Avrupa'da entegrasyonun doğru algılanması, asimilasyonla
arasındaki ince çizginin iyi belirlenmesi gerekmekte...
Kaldı ki asimilasyonun belki de daha doğru bir yol olduğunu
savunanlar da az değil...
Entegrasyon; öz benliği ve kültürü koruyarak yabancı toplum ile
bir arada yaşama eylemi. Kendi benliğinin ve kültürünün bilincinde
olmayanların, yaşadıkları topluma sağlıklı bir şekilde uyum
sağlamalarını bekleyemeyiz (aksini savunanlar da var).
Entegrasyon; uzun/yavaş, insani unsurları dikkate alan bir
süreçtir.
Entegre olacak olan kadar, entegre olunacak olanın da buna
istekli olması gereklidir. Bir başka ifadeyle sarılmak, kucaklaşmak
için iki kişinin de kollarını açması gerekir.
Dünyaya açılmak, farklı ülkelerde yaşamak, kendi kişiliğine,
kültürüne, özüne bağlılıkla çelişmez. Aksine zenginleştirici bir
olgudur. Bu bağlamda; bulunulan ülke ile anavatan arasında bir
köprü oluşturulabilir.
Kendi kültürünü evrensel kültür içerisinde koruyup geliştiren ve
farklı kültürlerle kaynaştırabilen bireylerin yetişmesi günümüzde
oldukça önemlidir.
Bu anlamda kendilerine güvenen, yaşadıkları her ortamda
çevresindeki insanlarla kolayca iletişim kurabilen, farklı kültür
ve mizaçta olan insanlara karşı hoşgörü ile bakabilen, ülkesini
seven, yaşadığı topluma saygılı, kendisine ve anavatanına karşı
görev ve sorumluluklarını bilen ve yerine getiren bireylerin
sayısının artırılması oldukça önemlidir.
Bugün çözülmeye çalışılan sorunların başında; bu kalıcı nüfusun
bir yandan bulunduğu ülke toplumuna uyum sağlarken, diğer yandan,
anavatanlarıyla olan kültürel bağlarını muhafaza etmesinin ne
şekilde gerçekleştirilebileceği gelmektedir.

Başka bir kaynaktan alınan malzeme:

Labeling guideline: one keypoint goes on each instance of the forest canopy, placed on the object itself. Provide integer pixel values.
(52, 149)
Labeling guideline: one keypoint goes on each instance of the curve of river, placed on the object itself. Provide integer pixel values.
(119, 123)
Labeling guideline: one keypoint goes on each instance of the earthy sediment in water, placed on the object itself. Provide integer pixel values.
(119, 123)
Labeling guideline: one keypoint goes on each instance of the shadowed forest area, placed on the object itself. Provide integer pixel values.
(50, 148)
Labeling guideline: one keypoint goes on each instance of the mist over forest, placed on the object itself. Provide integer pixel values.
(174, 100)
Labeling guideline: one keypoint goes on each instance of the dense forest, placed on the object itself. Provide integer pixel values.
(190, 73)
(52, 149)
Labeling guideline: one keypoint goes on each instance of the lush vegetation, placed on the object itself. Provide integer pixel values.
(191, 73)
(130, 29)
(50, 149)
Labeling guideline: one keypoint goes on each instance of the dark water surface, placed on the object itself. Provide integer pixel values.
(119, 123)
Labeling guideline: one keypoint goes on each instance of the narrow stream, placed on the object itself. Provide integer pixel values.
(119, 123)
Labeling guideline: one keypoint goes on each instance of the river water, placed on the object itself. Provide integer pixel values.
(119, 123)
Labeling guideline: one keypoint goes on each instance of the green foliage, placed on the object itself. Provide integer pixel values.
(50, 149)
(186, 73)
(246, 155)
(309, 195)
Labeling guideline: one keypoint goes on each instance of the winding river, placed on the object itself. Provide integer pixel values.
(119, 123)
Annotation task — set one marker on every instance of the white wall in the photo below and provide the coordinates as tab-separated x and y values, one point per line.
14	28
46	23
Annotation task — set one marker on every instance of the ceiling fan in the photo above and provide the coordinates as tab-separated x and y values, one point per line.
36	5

Bu amaca yönelik çabalarda, üçüncü kuşak olarak adlandırılan
gençlerin eğitimi önemli bir yer tutmaktadır. İçinde yaşadıkları
topluma uyum sağlamaları, eşit şanslara sahip olabilmek için,
yeterli eğitim ve öğrenim görmeleri ve bulunulan ülke diline vakıf
olmaları ne denli önemliyse, aileleri ve anavatanla olan
ilişkilerinin sağlıklı biçimde korunması bakımından Türkçe'ye
yeterince vakıf olmaları da o denli önem taşımaktadır.
Kaldı ki, bu konuda yapılan pedagojik araştırmaların sonuçları
da, anadilini yeterince bilmeyen bir gencin, ikinci bir dili
öğrenmekte büyük güçlüklerle karşılaştığını göstermektedir.

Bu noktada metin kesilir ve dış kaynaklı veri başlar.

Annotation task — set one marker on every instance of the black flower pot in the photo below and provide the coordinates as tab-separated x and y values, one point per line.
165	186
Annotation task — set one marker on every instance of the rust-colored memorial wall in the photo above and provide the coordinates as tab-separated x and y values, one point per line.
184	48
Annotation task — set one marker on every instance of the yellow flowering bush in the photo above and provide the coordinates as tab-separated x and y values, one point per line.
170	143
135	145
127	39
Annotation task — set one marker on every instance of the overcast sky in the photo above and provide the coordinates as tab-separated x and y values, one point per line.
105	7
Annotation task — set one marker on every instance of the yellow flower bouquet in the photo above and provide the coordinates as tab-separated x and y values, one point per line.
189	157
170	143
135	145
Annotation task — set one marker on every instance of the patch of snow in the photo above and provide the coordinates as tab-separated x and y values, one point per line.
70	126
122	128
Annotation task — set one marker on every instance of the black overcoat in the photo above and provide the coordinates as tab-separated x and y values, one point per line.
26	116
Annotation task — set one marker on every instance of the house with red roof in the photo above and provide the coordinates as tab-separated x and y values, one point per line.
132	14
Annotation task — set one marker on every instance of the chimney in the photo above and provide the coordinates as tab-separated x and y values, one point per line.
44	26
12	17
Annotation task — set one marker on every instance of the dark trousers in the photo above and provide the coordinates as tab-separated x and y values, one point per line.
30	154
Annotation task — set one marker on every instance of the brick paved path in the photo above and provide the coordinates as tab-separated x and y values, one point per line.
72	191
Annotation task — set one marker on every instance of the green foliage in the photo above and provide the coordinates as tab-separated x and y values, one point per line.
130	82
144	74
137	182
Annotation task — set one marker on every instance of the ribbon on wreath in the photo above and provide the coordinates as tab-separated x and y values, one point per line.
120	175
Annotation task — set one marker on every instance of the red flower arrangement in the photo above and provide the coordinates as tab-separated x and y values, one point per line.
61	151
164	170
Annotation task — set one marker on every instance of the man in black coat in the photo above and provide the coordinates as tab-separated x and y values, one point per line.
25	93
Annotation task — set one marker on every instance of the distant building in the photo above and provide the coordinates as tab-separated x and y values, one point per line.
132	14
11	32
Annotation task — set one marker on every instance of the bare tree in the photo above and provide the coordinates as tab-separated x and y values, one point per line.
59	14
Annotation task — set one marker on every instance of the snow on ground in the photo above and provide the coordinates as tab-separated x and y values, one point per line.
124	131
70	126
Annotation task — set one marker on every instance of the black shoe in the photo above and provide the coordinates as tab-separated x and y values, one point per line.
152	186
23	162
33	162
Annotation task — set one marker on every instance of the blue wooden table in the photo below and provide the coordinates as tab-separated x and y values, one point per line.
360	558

Dil bilimcilerin üzerinde tam olarak mutabık oldukları genel
prensip; ''kendi dilini iyi bilen bir kişinin, bir yabancı dili
daha iyi öğrenebileceği'' şeklindedir.
Gençlik demek: hareket, enerji, iyimserlik, umut, inanç, heyecan
ve gelecek demektir. Gençler kim olduklarının bilincinde olmalı,
potansiyellerinin farkına varmalı, kendilerini keşfetmeli ve
fethetmelidirler.
Yurtdışındaki Türk toplumu kendi değerlerini değerlendirme
aşamasına gelmiştir. Toplumun geleceğinin güvencesi, iyi eğitim
görmüş aydınlık fikirli, yaşadıkları toplumda saygın konuma gelmiş,
gönüllerinde Türkiye sevgisi olan gençlerdir.